This year marks the 40th anniversary of the
Chicken Dance in Canada. A band called The Emeralds first introduced it to
Canadian banquet halls in Edmonton, Alberta in 1982. According to Wikipedia, the
Chicken Dance, or Bird Dance as it is sometimes called, was originally composed
in the 1950s by a Swiss guy named Werner Thomas. But The Emeralds’
polka-inspired version was the one that popularized it at weddings everywhere.
Their “Bird Dance” album went double-platinum in Canada and earned multiple
gold albums. That tells you a lot about Canada.
“Composed” might seem like a strong verb for the Chicken
Dance. But you have to give credit where credit is due. When have you been to a
wedding or on a cruise when you haven’t done the Chicken Dance? Between it, the
Hokey Pokey and the Macarena, that pretty much says party right there.
I might have missed this special occasion if it hadn’t been for
my sister-in-law in Edmonton who told me about it. She and my brother-in-law are
friends with a member of The Emeralds, who apparently still play gigs where the
Chicken Dance is invoked and who are still happily collecting royalties.
If you don’t know the dance, here are the basic steps (if memory serves):
In a group, standing in a circle facing
one another, raise your arms, elbows bent, making the form of chicken beaks
with your fingers pressed together.
When the music starts, make hand gestures
for 4 counts like chickens clucking. La la la-la la-la la.

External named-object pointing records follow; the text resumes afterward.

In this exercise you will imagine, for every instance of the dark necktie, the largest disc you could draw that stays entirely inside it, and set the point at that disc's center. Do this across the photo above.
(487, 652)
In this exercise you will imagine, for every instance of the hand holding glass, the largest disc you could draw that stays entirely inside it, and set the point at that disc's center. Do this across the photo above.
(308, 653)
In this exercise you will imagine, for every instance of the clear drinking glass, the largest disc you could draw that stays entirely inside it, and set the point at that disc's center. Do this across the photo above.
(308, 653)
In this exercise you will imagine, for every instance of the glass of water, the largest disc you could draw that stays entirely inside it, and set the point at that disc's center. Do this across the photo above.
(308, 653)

Stick your fingers under your
armpits and make gestures for 4 counts like chickens flapping their wings. La
la la-la la-la la.
Clasp your hands behind your lower
back making gestures like chicken tail feathers while you wiggle your hips down
and then up again for 4 counts like chickens shaking their tail feathers. La La
La La!
Stand still and clap for 4 counts. La
La La La!
Repeat a few times.
At the musical bridge, everybody
polka! (See alternate recommended activities
for the bridge on the internet — there seem to be numerous regional
variations.)
Now, there are a couple of people close to me reading this
who are thinking, “Oh, she’s NOT going to tell her Chicken Dance story, is she?”
Never fear. I am not going to tell my Chicken Dance story on Facebook or on the
blogosphere. I’d have to be nuts to do that.

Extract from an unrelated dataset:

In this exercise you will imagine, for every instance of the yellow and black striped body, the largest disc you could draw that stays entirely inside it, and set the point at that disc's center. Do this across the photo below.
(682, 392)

Suffice to say that there was a wedding involved. And I’m
not saying anything about what happened, but I will give you some advice.
Never speculate about whether there will be dancing at the
wedding you are about to attend while you are in the shower getting ready for
said wedding. And never start singing that Chicken Dance tune in the shower calling
out to your better half who is shaving at the sink, “Hey honey, do you think
they’ll play the Chicken Dance?” And never ever do the Chicken Dance IN
the shower, especially the hip swivel. And never, ever, EVER, grab for the
shower curtain as you find yourself slipping in the tub and falling tuchis over teakettle backwards OUT of
the shower.
They say that you can’t get seriously hurt while you are
laughing. But I wouldn’t trust that. Follow my advice instead.
Our nephew is getting married in Edmonton in September. We
are looking forward to the wedding but I kind of hope there won’t be any Chicken
Dancing. I might not be able to stop laughing. And if my sister-in-law breathes
a word of this story to ANYONE, I will disavow its veracity. Nothing ever
happened in any shower at any time while we were ever getting ready to go to any
wedding.
Dedicated to my dear sister-in-law, Donna - thanks for the blog topic!
What if the hokey pokey really IS what it's all about?